As Mike the Mad Biologist points out, this is no different from bioterrorism, other than in intent. For one thing, the parents doing this seem utterly oblivious to the potential danger to the postal workers or workers at FedEx, UPS, or other shipping company that they use to send these biohazards. One also wonders if the parents use anything approaching proper technique to insert their “gifts” into the packages so that they don’t get it on their fingers and thus contaminate the outside of the package. In any case, should the package be damaged or should the baggy fail, so much for containment, and anyone who comes into contact with the package is at risk. That’s why there are so many federal regulations about shipping biohazardous substances across state lines. Indeed, when it was pointed out that shipping biohazards like bodily fluids from an individual infected with varicella across state lines is a federal offense, this was the reaction:
A Facebook post reads, “I got a Pox Package in mail just moments ago. I have two lollipops and a wet rag and spit.” Another woman warns, “This is a federal offense to intentionally mail a contagion.”

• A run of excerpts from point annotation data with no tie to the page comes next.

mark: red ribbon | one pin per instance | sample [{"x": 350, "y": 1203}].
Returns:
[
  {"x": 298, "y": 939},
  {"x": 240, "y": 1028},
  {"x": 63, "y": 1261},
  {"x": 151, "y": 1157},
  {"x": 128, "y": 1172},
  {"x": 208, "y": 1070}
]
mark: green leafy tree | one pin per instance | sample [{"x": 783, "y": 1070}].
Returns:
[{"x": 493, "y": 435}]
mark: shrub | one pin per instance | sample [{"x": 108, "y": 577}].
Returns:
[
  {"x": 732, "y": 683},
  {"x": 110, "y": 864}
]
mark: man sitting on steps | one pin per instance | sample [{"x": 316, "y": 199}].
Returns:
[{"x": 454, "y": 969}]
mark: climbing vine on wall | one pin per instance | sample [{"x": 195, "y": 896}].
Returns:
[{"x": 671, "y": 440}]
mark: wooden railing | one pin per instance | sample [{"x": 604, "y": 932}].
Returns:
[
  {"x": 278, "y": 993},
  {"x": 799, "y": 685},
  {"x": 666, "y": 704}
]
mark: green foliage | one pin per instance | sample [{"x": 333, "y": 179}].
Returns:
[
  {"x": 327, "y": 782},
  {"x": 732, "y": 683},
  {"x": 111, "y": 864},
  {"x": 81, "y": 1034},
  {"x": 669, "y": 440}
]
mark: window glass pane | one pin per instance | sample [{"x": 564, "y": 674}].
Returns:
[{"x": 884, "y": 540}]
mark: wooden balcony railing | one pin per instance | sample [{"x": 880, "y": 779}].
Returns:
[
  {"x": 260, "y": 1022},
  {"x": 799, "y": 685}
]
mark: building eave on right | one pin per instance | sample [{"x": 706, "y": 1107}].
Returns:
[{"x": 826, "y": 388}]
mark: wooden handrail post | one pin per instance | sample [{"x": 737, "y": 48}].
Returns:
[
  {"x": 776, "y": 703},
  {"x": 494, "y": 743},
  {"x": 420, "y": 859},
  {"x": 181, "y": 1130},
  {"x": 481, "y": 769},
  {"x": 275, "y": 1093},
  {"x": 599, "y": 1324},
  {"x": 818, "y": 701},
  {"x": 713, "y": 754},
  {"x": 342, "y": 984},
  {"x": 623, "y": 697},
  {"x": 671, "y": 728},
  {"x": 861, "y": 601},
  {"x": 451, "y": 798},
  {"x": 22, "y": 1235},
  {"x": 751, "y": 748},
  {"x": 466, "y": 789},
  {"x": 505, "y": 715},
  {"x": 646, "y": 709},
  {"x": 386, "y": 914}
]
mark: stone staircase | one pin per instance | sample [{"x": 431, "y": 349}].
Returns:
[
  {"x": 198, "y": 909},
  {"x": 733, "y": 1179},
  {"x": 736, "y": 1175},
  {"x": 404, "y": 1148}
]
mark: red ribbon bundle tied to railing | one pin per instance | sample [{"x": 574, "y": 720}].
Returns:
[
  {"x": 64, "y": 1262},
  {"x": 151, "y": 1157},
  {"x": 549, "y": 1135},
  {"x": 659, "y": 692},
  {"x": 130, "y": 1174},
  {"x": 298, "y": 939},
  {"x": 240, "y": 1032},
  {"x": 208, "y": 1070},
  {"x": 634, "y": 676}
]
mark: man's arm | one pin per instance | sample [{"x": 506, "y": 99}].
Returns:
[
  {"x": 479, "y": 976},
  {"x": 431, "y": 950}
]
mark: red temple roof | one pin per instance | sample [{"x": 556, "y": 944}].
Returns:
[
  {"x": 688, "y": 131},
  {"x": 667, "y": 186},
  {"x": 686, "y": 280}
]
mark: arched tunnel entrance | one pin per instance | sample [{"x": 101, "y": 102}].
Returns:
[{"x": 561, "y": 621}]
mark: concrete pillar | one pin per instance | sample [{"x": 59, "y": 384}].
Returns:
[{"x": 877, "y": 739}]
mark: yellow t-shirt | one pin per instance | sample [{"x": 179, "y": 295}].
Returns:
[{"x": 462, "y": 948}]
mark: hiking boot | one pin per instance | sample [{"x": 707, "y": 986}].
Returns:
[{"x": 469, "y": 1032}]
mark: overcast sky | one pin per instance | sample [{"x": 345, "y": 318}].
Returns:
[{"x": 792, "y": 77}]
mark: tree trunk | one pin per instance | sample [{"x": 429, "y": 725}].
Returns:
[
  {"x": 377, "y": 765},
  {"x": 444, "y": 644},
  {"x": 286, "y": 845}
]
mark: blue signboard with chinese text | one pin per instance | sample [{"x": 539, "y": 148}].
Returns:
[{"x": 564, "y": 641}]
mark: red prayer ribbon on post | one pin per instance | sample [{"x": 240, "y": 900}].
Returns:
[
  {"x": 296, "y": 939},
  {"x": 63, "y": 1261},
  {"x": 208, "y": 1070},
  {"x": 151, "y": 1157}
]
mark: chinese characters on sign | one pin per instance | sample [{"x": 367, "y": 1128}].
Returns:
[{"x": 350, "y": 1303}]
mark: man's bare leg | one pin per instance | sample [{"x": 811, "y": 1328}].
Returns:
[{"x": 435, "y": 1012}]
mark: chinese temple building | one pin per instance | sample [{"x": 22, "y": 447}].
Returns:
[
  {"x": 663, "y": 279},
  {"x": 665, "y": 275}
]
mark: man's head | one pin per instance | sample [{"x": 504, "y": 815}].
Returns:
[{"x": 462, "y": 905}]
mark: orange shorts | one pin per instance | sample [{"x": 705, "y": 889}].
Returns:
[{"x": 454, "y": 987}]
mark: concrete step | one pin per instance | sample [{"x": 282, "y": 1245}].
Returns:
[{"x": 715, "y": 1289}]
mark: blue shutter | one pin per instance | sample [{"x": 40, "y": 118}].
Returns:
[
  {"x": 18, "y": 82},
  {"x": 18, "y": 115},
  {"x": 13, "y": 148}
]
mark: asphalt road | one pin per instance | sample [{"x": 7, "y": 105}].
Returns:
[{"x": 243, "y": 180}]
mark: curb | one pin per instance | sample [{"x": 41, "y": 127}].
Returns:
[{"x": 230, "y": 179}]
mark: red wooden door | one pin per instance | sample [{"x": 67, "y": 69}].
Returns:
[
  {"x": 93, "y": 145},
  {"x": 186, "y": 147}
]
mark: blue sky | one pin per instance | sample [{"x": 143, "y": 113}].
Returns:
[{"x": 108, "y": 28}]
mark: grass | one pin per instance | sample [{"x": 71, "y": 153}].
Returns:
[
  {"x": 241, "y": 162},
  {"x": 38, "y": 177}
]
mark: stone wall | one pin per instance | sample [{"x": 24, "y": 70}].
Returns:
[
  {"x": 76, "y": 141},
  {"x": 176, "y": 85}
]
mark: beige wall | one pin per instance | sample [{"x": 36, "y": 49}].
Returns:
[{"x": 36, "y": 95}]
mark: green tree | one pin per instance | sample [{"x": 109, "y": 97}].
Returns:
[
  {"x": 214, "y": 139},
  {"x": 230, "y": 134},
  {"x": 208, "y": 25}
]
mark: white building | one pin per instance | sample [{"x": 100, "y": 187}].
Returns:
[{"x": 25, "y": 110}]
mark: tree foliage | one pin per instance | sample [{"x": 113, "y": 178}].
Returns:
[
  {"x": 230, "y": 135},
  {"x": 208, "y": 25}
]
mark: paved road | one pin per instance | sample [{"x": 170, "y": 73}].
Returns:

Another woman answers, “Tuck it inside a zip lock baggy and then put the baggy in the envelope Don’t put anything identifying it as pox.”
The level of irresponsibility and lack of concern for fellow human beings is staggering. As Todd points out, it’s not just varicella that might be in there? How does anyone know that there aren’t other pathogens in there? They are utterly self-absorbed, selfish, and lack concern for anyone but themselves and their own family. Indeed, look at the interview with the first mother in the video; she openly discusses sending pox through the mail and doesn’t seem to think it’s a big deal, all the while rambling on about how it’s the parents’ “choice.” The second mother, when confronted by a reporter, out and out lies about what was on her Facebook page, denying that she ever sent pox through the mail. It’s a mindset that was perfectly described as a Me! Mine! Mommy mindset that boils down to, basically, the right to be selfish.
But it’s worse than that. Near the end of the report from the local CBS affiliate above, there is a post from a parent looking for measles, which is much more dangerous than chickenpox. Her reason? This:
Dad is threatening to take it to court and getting exposed is the only way not to get the vaccine without possibly losing custody.
If you want an example of how far the irrational fear of vaccines will drive some people, you have no further to look than this story. At the risk of being too “strident” or “nasty” or “uncivil,” I can say unequivocally that what they are doing is, in my opinion, child abuse and that I hope that the feds come down on them like a ton of bricks for violating federal law and endangering everyone who comes into contact with their little “pox packages.”